「人生万事塞翁が馬」の意味が、ようやく腹に落ちてきた。
人生万事塞翁が馬。
高校生の頃、漢文で習って以来、どうもしっくりこない言葉でした。
先日、「江戸の終活」を読んでいて、「あ、そういうことか」と気づいたことがありました。
自分なりの解釈なので、模範解答からは程遠いですが、ウン十年過ぎてようやくわかったことが嬉しかったので、書いておこうと思います。
江戸の終活
「江戸の終活」は、江戸時代の庶民の遺言状の解説書。農民、武士、商人など、様々な職業の遺言書を取り上げ、市井の人々の声に耳を傾けることによって歴史を体感し、異なる時代の人生から今に通じるものを読み取るという内容になっています。
その六人目である戸谷半兵衛は、全国にその名を轟かせる豪商だったそうですが、その膨大な遺言書では、人生において重要なことや、心掛けを伝えています。商人ですから、商売や人付き合い、人をどう使うべきかについても書かれています。

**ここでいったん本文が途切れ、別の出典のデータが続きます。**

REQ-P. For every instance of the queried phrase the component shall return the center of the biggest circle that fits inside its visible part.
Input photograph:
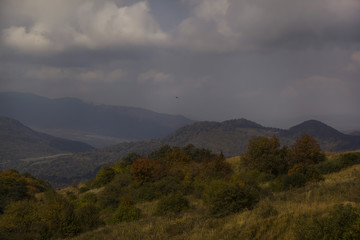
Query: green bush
(87, 198)
(295, 180)
(126, 214)
(88, 216)
(342, 222)
(155, 190)
(172, 204)
(224, 198)
(105, 175)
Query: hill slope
(230, 137)
(97, 124)
(18, 141)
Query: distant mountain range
(20, 142)
(98, 125)
(231, 137)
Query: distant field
(93, 139)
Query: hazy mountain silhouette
(75, 119)
(18, 142)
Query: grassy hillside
(280, 215)
(191, 193)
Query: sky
(276, 62)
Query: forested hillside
(271, 192)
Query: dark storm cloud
(260, 59)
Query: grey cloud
(60, 25)
(228, 25)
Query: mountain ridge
(18, 141)
(69, 115)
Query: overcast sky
(271, 61)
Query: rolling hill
(20, 142)
(98, 125)
(230, 137)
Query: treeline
(174, 177)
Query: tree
(145, 170)
(266, 155)
(305, 151)
(104, 176)
(224, 198)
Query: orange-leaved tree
(145, 170)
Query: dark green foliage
(88, 216)
(172, 204)
(349, 159)
(129, 159)
(311, 174)
(104, 176)
(224, 198)
(343, 161)
(15, 187)
(341, 223)
(146, 170)
(160, 153)
(59, 216)
(305, 151)
(87, 198)
(266, 155)
(21, 220)
(110, 195)
(197, 154)
(125, 213)
(155, 190)
(295, 180)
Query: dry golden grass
(312, 200)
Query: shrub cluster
(172, 204)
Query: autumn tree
(266, 155)
(145, 170)
(305, 151)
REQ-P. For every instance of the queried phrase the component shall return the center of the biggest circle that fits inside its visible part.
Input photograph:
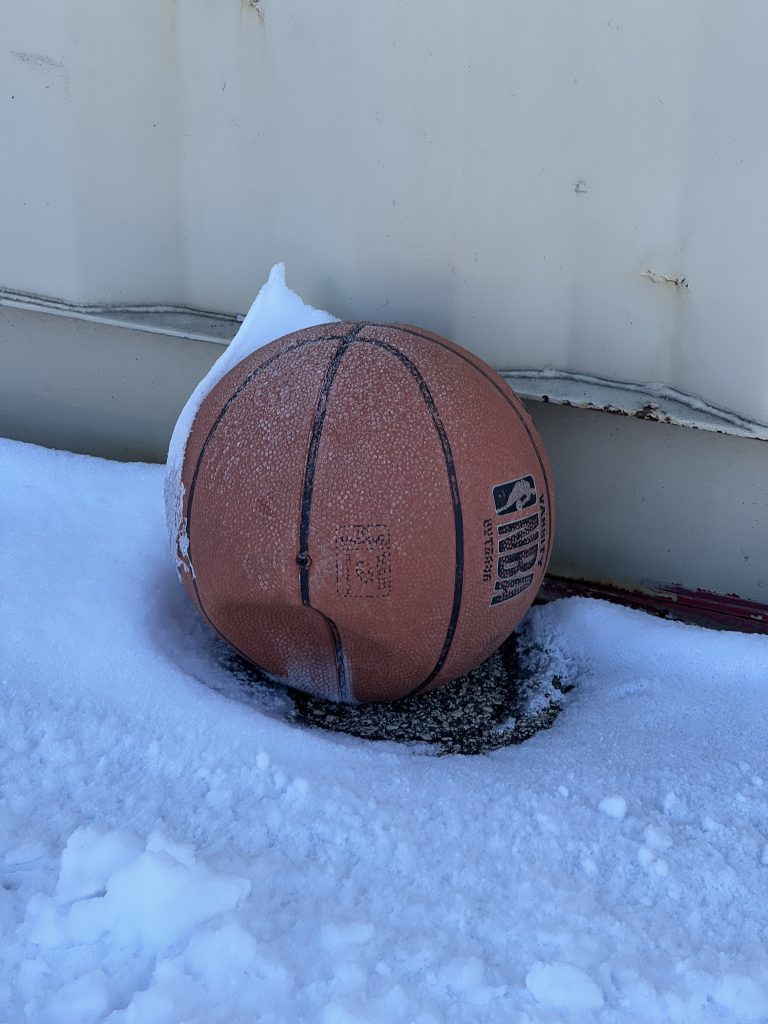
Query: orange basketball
(368, 510)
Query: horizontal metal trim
(704, 607)
(656, 402)
(176, 322)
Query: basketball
(368, 510)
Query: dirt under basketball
(368, 510)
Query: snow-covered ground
(169, 855)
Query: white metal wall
(532, 177)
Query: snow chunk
(614, 807)
(84, 1000)
(742, 996)
(275, 311)
(157, 895)
(88, 860)
(563, 986)
(354, 933)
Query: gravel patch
(510, 697)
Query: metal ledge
(644, 401)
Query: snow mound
(275, 311)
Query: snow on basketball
(365, 510)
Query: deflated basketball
(368, 510)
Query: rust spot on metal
(704, 607)
(663, 279)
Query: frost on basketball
(368, 510)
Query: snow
(168, 854)
(275, 311)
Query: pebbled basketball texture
(368, 510)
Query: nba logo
(514, 496)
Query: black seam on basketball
(304, 559)
(193, 484)
(321, 410)
(341, 669)
(425, 337)
(455, 502)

商いは小気にても成りがたし。大気ばかりにても叶い難し。損は徳の元手。利は損の入れ替えと思い、損も憂えるべからず。利ある時にも喜び、むざと金銀を遣うべからず。
現代語訳すると
「商売は弱気では成功しない。しかし、強気ばかりでもダメだ。損は徳の元手であり、利は損の入れ替えと考えて、損しても憂えてはいけない。儲かっている時も喜ぶばかりでなく、無闇に金銀を遣ってはいけない」
ということだそうです。
「塞翁が馬」と戸谷半兵衛の遺言書
ちなみに「塞翁が馬」の意味は、辞書にはこのように書いてあります。
「塞翁が馬」とは:
人生の幸不幸は簡単に予測できないという格言のこと。不幸だと思っていたことが実は幸運につながったり、幸運だと思っていたことが後に不幸につながったりするように、人間が遭遇する出来事はその時点で幸か不幸かが予測しにくい。したがって、「塞翁が馬」は、「自分が遭遇した幸不幸の出来事に一喜一憂する必要はない」ということを教えている。

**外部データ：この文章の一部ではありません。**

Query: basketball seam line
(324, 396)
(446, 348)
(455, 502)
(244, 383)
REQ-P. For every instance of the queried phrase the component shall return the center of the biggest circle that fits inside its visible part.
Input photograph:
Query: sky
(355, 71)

太字で示した、不幸だと思っていたことが実は幸運につながったり、幸運だと思っていたことが後に不幸につながったりするということは、頭ではわかっていても、その時点ではどうしたって一喜一憂してしまいますよね。
戸谷半兵衛さんの遺言書では「損は徳の元手であり、利は損の入れ替えと考えて」という部分がそれにあたると思うのですが、仕事を振り返ってみると、確かにそうだなぁ〜と。
景気など、社会情勢の影響はあるとは思いますが、大体いい時期と悪い時期が繰り返される。薄々それに気付いてはいても、売り上げが上がればあれもこれもと設備投資したくなるし、赤字になれば、もうダメかもと落ち込む...まさに一喜一憂を繰り返していました(苦笑)
経営には胆力が必要
そういえば、お世話になっているある企業の社長さんがこんなことをおっしゃっていました。

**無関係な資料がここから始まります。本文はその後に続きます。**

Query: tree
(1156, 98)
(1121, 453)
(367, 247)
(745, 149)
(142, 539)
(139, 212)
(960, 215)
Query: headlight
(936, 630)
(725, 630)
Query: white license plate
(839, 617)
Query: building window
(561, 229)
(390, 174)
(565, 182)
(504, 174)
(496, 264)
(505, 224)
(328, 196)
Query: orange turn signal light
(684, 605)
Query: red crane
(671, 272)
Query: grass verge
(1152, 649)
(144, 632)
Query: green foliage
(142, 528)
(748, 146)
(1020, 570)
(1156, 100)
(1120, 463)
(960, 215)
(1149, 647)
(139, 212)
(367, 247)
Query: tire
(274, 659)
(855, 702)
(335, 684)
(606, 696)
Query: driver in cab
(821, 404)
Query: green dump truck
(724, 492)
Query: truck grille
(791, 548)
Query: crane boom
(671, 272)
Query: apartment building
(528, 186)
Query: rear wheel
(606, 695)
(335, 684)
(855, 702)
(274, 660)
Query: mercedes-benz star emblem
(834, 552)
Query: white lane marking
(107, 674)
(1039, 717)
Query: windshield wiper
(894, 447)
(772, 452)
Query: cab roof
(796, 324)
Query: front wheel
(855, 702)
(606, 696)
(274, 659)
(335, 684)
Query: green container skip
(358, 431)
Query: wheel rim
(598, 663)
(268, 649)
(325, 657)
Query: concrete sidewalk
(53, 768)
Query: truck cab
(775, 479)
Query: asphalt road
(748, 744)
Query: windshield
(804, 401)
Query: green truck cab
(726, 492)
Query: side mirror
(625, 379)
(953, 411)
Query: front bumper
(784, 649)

景気が悪いときこそ、次の展開を考えて、思い切った設備投資をするんです。
その時は、「とはいえ、なかなかできることではないよな〜」と内心思っていましたが、ここは「徳の元手」、こういう時こそ強気でいくべきなのですね。
経営には胆力が必要。
江戸時代も今も、そこは変わらない真理なのだなと改めて思いました。
下がれば上がるし、上がれば下がる。
それを繰り返しているのが、人間も含めた森羅万象の営みなのでしょう。
「塞翁が馬」を教わった時点では、全くそこにつながっていませんでしたが、そう考えれば、下がったり落ちたりした時も、そんなに焦る必要はないんじゃん、と。
会社の業績が上がったり下がったりして、毎年右往左往してきましたが、「損は徳の元手」(いい言葉です!)。どっしり構えて年度末を迎えたいと思います。